The building is a (un)planned system where steps can be predetermined, but the exact occurrence of that sequence is a mere possibility. One other problem with them is their nature of isolation in their very form, which creates boundaries for eyes and risks the larger context of its surrounding. Whereas, in reality, buildings and spaces cannot lie in isolation, they are part of the larger environment that has its cause and effects.
The place is a personal projection people give to space which is not limited to the boundaries of materials but is a complex construct of various social, political, and emotional experiences. This has to do with an individual who inhabits the space and the values they attach to it. These places are far away from the grid of paper and act as the product of need at any particular time.
There is a sense of belongingness that these places provide to their people, from shared emotions, values, and memory. They comfort people with an area of incautiousness… to just to be. Nevertheless, numerous factors shape this idea—it could be the feel of any particular space, or the significant smell or some regular noise in the background, or even the silence it offers. There are unplanned corners (not always in the corner) everywhere in the city which are constructed by the lines of interaction and not an intersection.
Even though elements within buildings are designed for specific functions they aren’t always unique to their use.
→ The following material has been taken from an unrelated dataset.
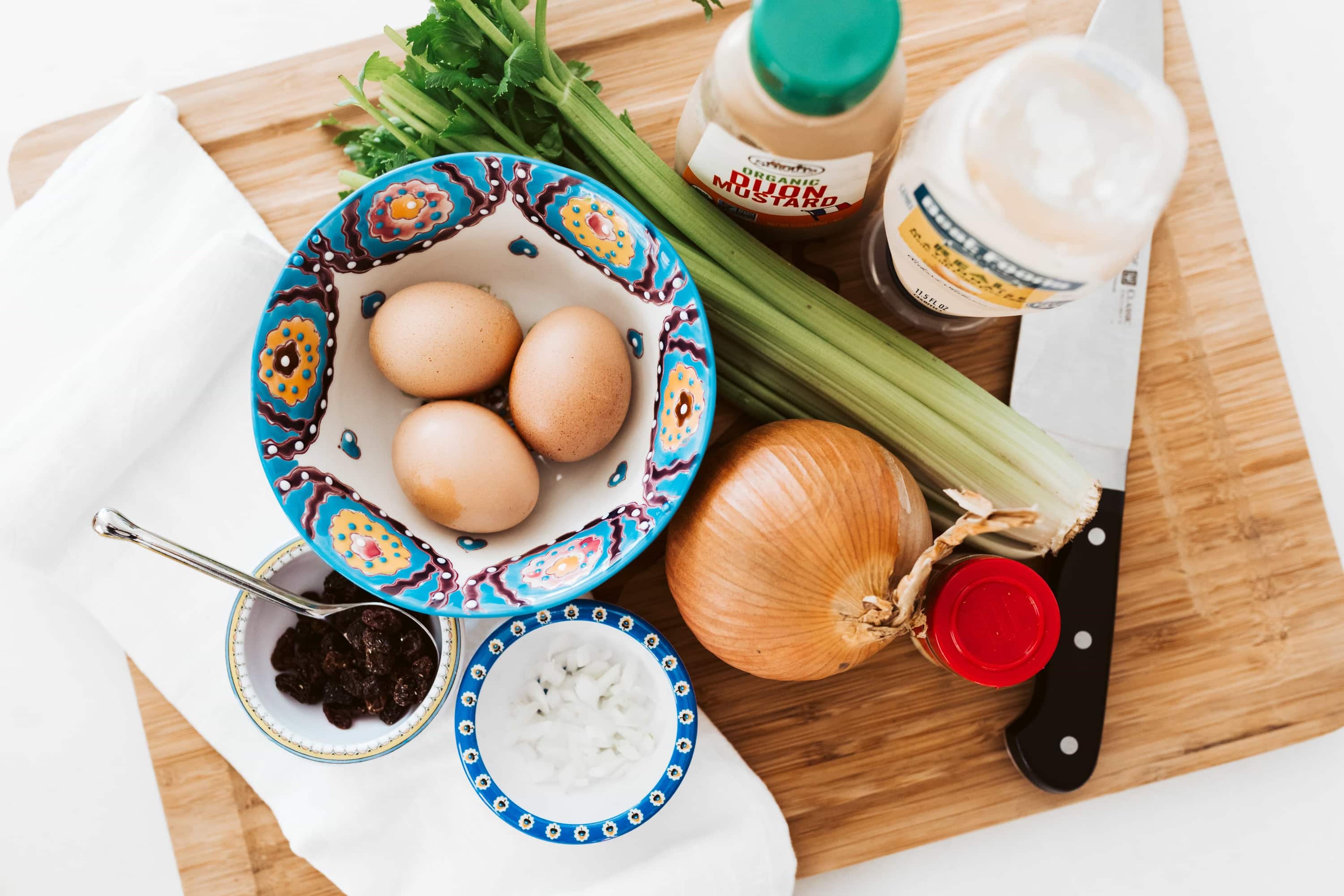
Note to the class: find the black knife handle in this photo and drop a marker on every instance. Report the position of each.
(1057, 739)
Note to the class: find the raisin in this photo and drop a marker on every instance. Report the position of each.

From that chai wala bhaiya on the roadside to those parked bikes and stairs outside any metro station, they all act as mutual points for people to interact, letting them take a break from their structured lives. Not always designed, temporarily occupied by people of a city, and covered with an uncertain population, spaces always entail some hidden places.
People as the Context
The dilemma if space is created or not, and whether it is planned or unplanned can be intensified by introducing a new question—‘does space also create something?’ Even though intangible, yes they do. It conducts humans within them and hence creates characters and identities, i.e., they assign roles and responsibility to its inhabitants.
From experience to memory, all that the human brain consists of has something to do with space and its surroundings. Surroundings control how people perform and they reflect actions and choices they would make. (Oh well on that note, the brain is a space too which controls all the activities of the human body.)
The range of this phenomenon is slightly larger than it may appear because these assigned roles, identities, and responsibilities lead to what happens in public spaces at large. Any kind of domination in these spaces, be it, class, caste, or gender can change the aura of any space.
Hence, it is not a one-way task of just making something and never turning back to it, but a two-way thing that demands involvement and engagement, not only with the depths of perspective sketches but the multiple perspectives of society and culture that various cities inherit.
The meaning of Architecture is not as simple as it may appear because the change in its perspective is constant. It keeps changing your perspective about space, people, their needs, and even about the word Architecture itself. The very idea that it allows one to engage with a huge taxonomy of things including materials, techniques, and thoughts which introduce new histories and memories makes its meaning highly complex.
There is a cycle that exists in which we create spaces and then spaces create us too. Where spaces are not always concrete solid structures but can exist in the very being of themselves—hidden, invisible, and metaphorical.